Riddet Institute, Massey University, Private Bag 11 222, Palmerston North 4442, New Zealand.
Riddet Institute, Massey University, Private Bag 11 222, Palmerston North 4442, New Zealand.
J Dairy Sci. 2020 Jul;103(7):5844-5862. doi: 10.3168/jds.2019-17571. Epub 2020 Apr 22.
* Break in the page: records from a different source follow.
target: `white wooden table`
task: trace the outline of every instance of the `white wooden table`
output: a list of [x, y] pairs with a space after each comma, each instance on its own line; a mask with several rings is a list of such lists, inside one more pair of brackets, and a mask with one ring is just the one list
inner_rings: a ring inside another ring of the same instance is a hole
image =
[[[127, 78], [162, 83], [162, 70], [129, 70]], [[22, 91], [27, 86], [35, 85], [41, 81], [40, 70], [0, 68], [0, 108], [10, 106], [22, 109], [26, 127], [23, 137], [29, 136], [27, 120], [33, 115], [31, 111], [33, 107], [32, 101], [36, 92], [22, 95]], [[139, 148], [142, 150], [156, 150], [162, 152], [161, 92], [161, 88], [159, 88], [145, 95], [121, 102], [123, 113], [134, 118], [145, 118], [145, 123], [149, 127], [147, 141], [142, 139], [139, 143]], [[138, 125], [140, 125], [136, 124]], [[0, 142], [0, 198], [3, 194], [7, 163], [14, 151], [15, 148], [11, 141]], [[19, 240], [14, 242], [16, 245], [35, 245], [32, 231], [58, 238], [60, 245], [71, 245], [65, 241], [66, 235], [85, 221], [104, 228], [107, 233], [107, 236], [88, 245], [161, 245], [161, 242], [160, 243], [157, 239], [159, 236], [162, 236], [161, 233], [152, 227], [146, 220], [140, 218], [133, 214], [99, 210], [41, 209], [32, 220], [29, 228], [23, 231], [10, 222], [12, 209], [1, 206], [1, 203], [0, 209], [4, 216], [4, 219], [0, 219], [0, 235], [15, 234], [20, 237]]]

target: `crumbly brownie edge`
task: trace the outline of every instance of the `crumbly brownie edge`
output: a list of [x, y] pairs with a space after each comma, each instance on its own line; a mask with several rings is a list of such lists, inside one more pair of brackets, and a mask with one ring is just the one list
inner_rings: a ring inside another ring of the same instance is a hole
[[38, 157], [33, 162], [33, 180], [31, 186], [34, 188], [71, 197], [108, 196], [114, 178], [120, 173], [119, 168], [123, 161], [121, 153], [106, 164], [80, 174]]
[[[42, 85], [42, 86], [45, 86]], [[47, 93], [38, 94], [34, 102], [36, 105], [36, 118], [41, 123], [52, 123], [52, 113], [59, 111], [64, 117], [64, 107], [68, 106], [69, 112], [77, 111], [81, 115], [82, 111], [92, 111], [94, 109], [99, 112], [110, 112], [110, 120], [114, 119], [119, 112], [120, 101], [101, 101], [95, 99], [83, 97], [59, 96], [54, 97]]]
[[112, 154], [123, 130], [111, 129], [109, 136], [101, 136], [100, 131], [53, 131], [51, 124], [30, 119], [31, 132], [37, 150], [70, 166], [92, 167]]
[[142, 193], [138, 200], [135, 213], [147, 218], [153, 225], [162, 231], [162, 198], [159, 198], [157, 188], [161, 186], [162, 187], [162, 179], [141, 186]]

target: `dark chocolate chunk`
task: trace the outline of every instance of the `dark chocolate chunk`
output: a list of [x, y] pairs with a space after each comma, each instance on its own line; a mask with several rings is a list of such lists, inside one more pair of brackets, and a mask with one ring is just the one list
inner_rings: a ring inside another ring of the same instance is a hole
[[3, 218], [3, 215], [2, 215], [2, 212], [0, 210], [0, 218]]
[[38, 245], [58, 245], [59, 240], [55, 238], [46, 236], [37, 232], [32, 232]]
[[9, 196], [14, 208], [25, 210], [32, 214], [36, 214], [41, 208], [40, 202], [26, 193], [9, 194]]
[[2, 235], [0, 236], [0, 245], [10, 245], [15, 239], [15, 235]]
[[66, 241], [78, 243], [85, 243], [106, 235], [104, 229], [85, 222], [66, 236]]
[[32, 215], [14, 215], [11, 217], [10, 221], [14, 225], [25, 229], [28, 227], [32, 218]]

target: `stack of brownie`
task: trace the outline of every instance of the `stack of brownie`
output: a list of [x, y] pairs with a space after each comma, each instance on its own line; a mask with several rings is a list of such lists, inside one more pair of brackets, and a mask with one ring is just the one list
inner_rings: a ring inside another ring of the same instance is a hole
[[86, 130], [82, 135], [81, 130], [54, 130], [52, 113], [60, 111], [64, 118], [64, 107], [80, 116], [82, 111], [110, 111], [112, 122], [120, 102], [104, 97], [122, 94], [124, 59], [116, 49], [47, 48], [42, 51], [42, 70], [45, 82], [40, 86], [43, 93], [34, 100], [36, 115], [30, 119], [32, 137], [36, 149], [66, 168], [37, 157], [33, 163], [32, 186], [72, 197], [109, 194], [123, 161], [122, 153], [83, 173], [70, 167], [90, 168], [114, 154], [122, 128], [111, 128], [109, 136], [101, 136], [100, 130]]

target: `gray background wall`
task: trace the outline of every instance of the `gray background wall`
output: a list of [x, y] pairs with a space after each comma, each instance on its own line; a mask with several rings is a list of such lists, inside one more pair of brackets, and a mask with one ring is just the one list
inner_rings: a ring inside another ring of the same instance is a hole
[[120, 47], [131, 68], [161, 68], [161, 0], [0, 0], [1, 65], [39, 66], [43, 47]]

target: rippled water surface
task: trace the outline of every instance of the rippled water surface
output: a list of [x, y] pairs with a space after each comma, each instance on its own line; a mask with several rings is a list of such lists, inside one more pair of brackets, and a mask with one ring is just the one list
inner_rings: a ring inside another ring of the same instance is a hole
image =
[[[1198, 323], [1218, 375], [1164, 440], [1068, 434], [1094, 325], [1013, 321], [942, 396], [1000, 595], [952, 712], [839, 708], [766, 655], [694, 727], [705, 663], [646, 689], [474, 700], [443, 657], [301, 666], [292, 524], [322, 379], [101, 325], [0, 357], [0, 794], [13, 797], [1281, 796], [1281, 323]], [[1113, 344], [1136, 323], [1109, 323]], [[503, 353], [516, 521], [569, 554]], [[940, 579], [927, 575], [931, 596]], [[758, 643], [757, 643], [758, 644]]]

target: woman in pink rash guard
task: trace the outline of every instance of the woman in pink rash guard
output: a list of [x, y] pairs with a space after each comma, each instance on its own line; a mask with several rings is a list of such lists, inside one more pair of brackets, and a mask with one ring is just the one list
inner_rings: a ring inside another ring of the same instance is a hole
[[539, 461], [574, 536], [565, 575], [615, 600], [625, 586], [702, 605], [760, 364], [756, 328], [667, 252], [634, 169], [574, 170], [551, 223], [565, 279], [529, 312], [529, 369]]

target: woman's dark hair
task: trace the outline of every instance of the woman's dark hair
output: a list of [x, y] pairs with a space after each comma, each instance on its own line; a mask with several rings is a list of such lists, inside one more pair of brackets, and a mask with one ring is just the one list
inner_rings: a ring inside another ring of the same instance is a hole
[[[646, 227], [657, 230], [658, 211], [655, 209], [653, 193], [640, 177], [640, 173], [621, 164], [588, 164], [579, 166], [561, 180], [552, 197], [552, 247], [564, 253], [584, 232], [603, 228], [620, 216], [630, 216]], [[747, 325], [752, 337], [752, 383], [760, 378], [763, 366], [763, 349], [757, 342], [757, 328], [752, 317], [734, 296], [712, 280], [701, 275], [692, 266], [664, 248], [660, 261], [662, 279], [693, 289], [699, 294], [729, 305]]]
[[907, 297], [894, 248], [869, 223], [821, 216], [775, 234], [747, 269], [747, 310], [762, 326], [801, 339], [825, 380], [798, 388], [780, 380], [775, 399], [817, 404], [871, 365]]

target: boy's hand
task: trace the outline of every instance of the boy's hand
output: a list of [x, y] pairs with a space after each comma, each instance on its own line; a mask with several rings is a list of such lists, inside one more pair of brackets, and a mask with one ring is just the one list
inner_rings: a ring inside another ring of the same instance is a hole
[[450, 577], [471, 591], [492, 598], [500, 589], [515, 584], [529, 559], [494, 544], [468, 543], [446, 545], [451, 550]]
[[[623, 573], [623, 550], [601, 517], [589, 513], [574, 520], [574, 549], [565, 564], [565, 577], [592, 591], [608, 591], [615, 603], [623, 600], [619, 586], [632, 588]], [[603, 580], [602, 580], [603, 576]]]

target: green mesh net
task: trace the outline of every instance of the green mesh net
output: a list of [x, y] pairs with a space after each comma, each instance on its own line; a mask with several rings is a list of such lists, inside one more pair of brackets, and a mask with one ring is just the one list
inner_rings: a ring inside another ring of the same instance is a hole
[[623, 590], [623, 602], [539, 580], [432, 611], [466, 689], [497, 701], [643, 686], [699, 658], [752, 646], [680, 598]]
Dynamic low-amplitude oscillatory rheology was used to study the gelation properties of skim milk gels made at 37°C, using glucono-δ-lactone alone (acid gels) or a combination of glucono-δ-lactone and porcine pepsin ("combination gels"). The protein contents of the skim milks increased in the order goat milk < cattle milk < buffalo milk < sheep milk < deer milk, whereas the average casein micelle diameters increased in the order cattle milk < buffalo milk < goat milk < sheep milk ≃ deer milk. The gelation pH (4.55-4.73) of all milks were close to the isoelectric pH (4.6) of casein, except for buffalo milk, which had a significantly higher gelation pH (5.72). The storage moduli (G') of the acid gels increased with time in the milks of all species except for buffalo milk, for which a double peak in G' was observed. The final storage moduli after 6 h (G') increased in the order goat milk < cattle milk < sheep milk < deer milk < buffalo milk. In general, for the combination gels, the G' values and the gelation pH increased to variable extents, except for goat milk. Confocal scanning laser microscopy showed that goat milk and cattle milk formed gels with more open protein networks compared with the dense clustered protein networks of the milks with high protein content (buffalo, sheep, and deer milks). This study indicates that milks from different species respond differently under the action of an acid precursor and pepsin. These results can be used to provide a better understanding of curd making and the digestion properties of noncattle milks.
采用动态低振幅振荡流变学方法研究了在 37°C 下单独使用葡萄糖酸-δ-内酯(酸凝胶)或葡萄糖酸-δ-内酯和猪胃蛋白酶(“组合凝胶”)制成的脱脂乳凝胶的胶凝特性。脱脂乳的蛋白质含量依次为山羊奶 <牛奶< 水牛奶< 羊奶< 鹿奶,而平均酪蛋白胶束直径则依次为牛奶< 水牛奶< 山羊奶< 羊奶≈鹿奶。除了水牛奶具有显著更高的胶凝 pH(5.72)外,所有牛奶的胶凝 pH(4.55-4.73)都接近酪蛋白的等电 pH(4.6)。除了水牛奶外,所有物种的牛奶的酸凝胶的储能模量(G')随时间增加,而水牛奶则观察到 G'出现双峰。经过 6 小时后,酸凝胶的最终储能模量(G')依次增加,山羊奶<牛奶< 羊奶< 鹿奶< 水牛奶。一般来说,对于组合凝胶,G'值和胶凝 pH 都在不同程度上增加,除了山羊奶。共聚焦扫描激光显微镜显示,与蛋白质含量高的牛奶(水牛、绵羊和鹿奶)的密集聚集的蛋白质网络相比,山羊奶和牛奶形成的凝胶具有更开放的蛋白质网络。这项研究表明,不同物种的牛奶在酸前体和胃蛋白酶的作用下表现出不同的反应。这些结果可用于更好地了解凝乳形成和非牛奶的消化特性。